Interview subjects shared about life on the plantation, how plantation work dominated their lives and living conditions, and, eventually, how the end of the Kohala Sugar Company in 1975 changed everything.
“It’s about preserving our legacy for our children and our community,” Manuel said. “It’s a story about resilience. … It shows that everybody is a part of history.
“One of the people we interviewed, Saturnino Carpio, he used to work with my dad,” Manuel went on. “So, he told me stories about working with him, and that was very poignant for me.”
Another interview subject, Fred Cachola, spoke for hours with barely any prompting, and was a “wonderful storyteller,” Manuel said. Unfortunately, Cachola died before the film could be completed. The final product is dedicated to him.
“I tell my students to think about the Library of Alexandria,” said Hawaii Community College lecturer Bryan Campbell, who edited the documentary along with several HCC students. “Or Indiana Jones, you know, preserving these pieces of history. But the difference is, that statue that Indy steals from a temple, that will still be there in 1,000 years, but for us, if we don’t record this knowledge now, it’ll be lost. We’re always losing stories every day.”

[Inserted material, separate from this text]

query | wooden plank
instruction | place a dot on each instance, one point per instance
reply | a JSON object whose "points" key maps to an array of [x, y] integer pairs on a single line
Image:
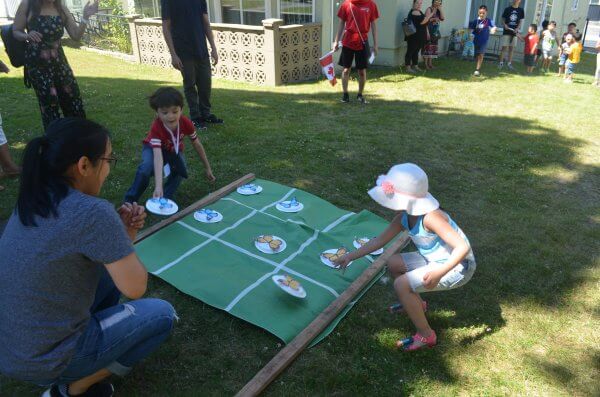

Campbell, himself a documentary filmmaker, said he was brought onto the project unusually late, and consequently wasn’t involved in any of the filming process, but was left to sort out hours of raw interview footage into a coherent product. Despite this, he said, the interviews provided such a strong picture of the time and place that he was able to get a sense of the area despite having never visited Kohala before the project.
“Oral history history is a very important, yet overlooked, method of recording history,” Campbell said. “It’s very democratic. It lets everyone tell their own experiences, but for the film, I selected bits where their stories overlapped.”
Eventually, the film was compressed down to a little under half an hour, with simple interview footage intercut with archival photos and videos from decades past.
This eventually caused its own set of problems, Manuel said: When PBS Hawaii aired the film earlier this year, much of the archival material had to be replaced with material the filmmakers could secure the rights to on short notice.
“We never really planned for this to be aired,” Manuel laughed, although she added that the final changes were ultimately minor.
Manuel said the Kohala Oral History Project will continue to interview residents for their stories and potential future documentaries.
The Lyman Museum in Hilo will screen the film today from 7 p.m. to 8:30 p.m. and on Tuesday from 3 p.m. to 4:30 p.m. Manuel will host the first screening and Campbell the second. Admission is free to museum members and $3 for nonmembers.